GIA to hold release of synthetic diamond grading reports

The Gemological Institute of America will delay issuing synthetic diamond grading reports while it re-evaluates trade concerns, Donna Baker, GIA acting president, said during an exclusive interview with JCK.

Baker said that GIA made its decision after speaking with synthetic diamond and natural diamond manufacturers.

“GIA is going to continue the dialogue with individuals and companies on all sides of the synthetics question, the grading of synthetic diamonds. Opinions on this issue have been all over the place,” Baker said. “I think the reactions from different segments on all sides of this question were particularly strong.”

Ralph Destino, GIA chairman, on June 28 announced at the World Diamond Congress in Tel Aviv, that the GIA Gem Lab would be quality grading synthetic diamonds. Since the announcement, GIA has received criticism from all sides of the issue, Baker said.

The harshest critic has been Tom Chatham, the largest gem-quality synthetic diamond supplier in the U.S. In a letter to Baker and others in the industry, he said that if the proposed grading report doesn’t change, he will not have his diamonds graded by GIA.

“If this stands, Chatham will not use this service nor will any of the other producers send stones to the GIA for grading, in effect making this a worthless effort, one that could have benefited the institutes’ knowledge considerably,” he wrote.

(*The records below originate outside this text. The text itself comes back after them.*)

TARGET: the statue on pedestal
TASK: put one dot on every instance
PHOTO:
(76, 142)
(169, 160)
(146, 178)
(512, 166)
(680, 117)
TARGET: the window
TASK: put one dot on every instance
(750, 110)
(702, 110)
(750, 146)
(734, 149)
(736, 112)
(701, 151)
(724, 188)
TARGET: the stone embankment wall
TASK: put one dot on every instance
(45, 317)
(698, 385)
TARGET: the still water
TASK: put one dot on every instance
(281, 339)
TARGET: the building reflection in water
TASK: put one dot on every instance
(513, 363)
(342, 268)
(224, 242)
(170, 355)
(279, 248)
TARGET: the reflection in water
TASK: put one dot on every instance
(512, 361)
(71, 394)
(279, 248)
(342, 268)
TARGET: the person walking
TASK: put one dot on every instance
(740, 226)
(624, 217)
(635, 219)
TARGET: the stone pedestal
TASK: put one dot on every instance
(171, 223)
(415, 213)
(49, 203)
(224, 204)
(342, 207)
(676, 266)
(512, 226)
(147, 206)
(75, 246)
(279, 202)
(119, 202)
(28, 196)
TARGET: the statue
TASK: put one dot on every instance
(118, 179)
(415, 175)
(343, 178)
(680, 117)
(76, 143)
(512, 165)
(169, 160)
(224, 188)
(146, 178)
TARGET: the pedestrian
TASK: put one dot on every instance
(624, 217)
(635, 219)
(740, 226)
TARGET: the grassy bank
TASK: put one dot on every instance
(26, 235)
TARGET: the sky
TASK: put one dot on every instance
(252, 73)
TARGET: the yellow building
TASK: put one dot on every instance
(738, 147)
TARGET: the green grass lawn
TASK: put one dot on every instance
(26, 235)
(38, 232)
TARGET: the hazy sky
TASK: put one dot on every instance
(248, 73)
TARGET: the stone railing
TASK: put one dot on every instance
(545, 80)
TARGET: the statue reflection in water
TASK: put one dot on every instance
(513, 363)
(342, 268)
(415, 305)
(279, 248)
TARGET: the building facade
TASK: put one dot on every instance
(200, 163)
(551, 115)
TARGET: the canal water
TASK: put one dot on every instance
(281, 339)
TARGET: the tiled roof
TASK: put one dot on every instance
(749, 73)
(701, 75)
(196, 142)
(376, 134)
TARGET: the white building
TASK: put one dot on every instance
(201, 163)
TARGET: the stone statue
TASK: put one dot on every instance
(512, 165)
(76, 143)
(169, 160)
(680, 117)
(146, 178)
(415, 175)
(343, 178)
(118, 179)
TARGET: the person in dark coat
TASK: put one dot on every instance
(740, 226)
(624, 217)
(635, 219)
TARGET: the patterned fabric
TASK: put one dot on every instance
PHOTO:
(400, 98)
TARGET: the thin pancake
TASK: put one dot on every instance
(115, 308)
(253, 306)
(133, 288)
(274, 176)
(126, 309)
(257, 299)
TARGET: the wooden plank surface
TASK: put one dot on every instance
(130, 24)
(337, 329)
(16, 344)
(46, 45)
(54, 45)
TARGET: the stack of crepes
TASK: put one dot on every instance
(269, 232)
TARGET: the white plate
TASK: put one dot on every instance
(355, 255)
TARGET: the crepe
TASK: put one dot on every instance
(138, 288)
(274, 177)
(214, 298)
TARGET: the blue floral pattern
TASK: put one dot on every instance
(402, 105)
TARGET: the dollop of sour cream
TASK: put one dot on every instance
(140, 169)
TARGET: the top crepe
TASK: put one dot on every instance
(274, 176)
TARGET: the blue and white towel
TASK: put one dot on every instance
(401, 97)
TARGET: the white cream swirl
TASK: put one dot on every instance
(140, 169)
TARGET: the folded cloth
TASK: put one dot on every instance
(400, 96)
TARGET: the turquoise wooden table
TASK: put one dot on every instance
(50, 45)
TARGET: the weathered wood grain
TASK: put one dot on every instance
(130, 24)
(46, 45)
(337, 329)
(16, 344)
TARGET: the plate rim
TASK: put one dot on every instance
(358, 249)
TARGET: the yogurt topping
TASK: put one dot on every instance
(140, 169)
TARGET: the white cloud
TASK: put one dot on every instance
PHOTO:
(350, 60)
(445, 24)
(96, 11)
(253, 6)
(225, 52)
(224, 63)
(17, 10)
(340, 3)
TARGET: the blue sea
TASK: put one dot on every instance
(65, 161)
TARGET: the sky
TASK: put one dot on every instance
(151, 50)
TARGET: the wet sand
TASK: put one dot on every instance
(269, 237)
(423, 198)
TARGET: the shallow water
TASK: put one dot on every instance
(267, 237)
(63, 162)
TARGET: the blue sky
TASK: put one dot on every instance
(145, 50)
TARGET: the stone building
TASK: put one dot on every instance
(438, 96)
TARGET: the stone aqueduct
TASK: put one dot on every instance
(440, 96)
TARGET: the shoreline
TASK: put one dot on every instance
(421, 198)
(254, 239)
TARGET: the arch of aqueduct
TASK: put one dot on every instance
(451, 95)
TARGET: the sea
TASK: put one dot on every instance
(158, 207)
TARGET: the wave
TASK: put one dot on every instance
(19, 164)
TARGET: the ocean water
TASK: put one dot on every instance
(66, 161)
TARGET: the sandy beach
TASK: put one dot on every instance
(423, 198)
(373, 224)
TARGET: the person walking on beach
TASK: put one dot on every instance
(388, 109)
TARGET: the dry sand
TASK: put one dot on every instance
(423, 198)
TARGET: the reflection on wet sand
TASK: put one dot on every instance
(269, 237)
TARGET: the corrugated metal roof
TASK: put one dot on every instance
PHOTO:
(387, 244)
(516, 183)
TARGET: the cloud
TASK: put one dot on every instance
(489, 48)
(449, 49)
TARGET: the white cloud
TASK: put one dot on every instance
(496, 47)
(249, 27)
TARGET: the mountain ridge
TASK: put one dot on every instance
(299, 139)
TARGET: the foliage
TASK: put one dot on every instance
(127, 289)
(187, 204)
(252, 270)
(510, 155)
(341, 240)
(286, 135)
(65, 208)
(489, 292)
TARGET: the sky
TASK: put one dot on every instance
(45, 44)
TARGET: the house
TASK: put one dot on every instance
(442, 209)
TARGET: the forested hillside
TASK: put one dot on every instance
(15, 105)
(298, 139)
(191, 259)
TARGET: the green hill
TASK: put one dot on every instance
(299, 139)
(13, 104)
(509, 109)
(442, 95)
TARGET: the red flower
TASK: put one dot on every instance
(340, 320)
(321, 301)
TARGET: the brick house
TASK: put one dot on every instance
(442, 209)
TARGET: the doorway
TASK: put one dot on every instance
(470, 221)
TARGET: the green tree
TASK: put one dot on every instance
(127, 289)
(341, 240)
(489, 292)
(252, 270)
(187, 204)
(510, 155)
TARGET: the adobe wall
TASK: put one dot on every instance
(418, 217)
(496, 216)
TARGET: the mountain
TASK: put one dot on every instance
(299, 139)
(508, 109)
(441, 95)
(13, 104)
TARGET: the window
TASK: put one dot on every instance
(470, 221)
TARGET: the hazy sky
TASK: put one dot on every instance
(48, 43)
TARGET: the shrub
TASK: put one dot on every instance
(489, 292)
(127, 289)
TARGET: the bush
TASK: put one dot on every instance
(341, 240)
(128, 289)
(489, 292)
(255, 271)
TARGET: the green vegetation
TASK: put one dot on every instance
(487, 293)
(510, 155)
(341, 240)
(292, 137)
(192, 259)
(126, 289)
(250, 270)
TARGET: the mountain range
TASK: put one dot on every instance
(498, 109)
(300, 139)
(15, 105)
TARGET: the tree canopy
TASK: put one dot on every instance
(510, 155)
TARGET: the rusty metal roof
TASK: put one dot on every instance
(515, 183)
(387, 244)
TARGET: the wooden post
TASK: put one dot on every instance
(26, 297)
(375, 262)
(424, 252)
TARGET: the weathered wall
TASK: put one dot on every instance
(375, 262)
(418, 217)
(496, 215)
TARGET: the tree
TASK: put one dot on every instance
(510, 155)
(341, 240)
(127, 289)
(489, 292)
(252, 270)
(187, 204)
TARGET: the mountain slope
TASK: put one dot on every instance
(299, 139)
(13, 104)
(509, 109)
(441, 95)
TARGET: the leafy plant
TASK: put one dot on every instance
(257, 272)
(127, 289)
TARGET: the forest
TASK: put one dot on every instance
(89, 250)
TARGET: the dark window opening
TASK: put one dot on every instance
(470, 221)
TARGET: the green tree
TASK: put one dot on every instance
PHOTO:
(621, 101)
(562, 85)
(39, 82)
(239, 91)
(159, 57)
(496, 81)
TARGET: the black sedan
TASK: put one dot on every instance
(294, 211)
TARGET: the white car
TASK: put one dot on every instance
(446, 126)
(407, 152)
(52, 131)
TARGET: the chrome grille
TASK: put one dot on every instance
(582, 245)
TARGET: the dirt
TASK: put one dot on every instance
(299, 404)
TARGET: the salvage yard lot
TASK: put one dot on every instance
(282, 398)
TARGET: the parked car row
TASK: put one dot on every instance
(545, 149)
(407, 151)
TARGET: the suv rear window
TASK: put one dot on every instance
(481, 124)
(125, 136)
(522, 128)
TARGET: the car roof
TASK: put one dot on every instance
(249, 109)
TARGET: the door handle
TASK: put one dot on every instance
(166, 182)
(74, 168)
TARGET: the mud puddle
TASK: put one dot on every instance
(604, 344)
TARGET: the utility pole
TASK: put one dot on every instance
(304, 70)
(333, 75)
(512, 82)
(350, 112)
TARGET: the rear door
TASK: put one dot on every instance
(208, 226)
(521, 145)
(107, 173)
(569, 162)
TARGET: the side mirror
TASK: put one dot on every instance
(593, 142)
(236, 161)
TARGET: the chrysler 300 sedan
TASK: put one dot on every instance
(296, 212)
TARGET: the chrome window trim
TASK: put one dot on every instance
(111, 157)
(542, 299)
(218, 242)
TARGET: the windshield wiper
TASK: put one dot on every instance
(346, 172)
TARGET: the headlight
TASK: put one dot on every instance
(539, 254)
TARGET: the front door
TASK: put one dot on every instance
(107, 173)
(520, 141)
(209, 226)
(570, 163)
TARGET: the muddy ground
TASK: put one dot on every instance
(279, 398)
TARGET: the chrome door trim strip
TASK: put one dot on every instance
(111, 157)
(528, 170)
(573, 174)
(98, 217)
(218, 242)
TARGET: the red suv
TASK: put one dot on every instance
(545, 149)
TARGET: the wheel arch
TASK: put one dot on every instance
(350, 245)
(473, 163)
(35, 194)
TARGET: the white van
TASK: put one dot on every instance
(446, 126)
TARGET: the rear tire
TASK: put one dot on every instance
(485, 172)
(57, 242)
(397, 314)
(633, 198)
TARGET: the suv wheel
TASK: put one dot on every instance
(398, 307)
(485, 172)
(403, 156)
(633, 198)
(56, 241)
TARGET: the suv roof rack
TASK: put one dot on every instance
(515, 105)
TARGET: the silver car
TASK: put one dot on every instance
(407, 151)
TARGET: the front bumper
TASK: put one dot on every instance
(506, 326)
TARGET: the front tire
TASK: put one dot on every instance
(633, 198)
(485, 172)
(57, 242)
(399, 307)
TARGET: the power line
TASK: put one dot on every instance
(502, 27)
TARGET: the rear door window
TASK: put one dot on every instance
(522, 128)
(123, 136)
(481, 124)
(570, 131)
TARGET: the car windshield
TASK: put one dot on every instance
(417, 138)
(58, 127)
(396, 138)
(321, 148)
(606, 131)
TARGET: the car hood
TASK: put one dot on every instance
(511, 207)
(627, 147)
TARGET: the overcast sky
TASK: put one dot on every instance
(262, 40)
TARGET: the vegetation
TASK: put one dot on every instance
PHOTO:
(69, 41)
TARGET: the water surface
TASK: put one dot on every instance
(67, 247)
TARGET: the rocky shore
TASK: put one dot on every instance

He also told JCK, that he believes the grading report is designed to favor natural diamond manufacturers.

“All of this is a very obvious move by the diamond industry to stifle competition under the guise of protecting the public,” he said.

His biggest objection is the use of the word “synthetic” to describe lab-created gems.

“This is about the publics’ right to make an informed decision without bias, he told JCK. After all, wasn’t that the intension of Richard Liddicoat when he created the diamond grading system? He took out all the confusing language and made it a level playing field. Many don’t remember what his system replaced. Can you tell me what a “Top Wesselton” was? Most can’t. Consumers certainly couldn’t. This was trade language and the consumer did not have a clue. Same with the word ‘synthetic.'”

He continued, “Consumers do not have GIA diplomas. They understand products with common usage words. I want to make it perfectly clear this is not an attempt to champion “created” or “cultured,” that is not the responsibility of the GIA nor my objection in their actions. I applaud the GIA’s reasoning to include all diamonds in their grading system because it would benefit the consumers’ ability to compare and make an informed decision. Throwing up weasel words with ambiguous meanings would not. Using the term synthetic would add confusion in the public arena. Using the term “man-made” would not. Anyone who would insist on “synthetic” is not thinking of the public’s good will, only their own pocket books.”

Baker said GIA will evaluate all concerns.

“We will take a step back and we will consider carefully all of the views before going forward,” she said. “We’ll continue the dialogue so that no one is surprised”

However, how quickly GIA will respond is up in the air. Baker said no time line and no time frame have been established for this dialogue to end, and grading reports to be issued. This places the actual launching of the report on hold indefinitely.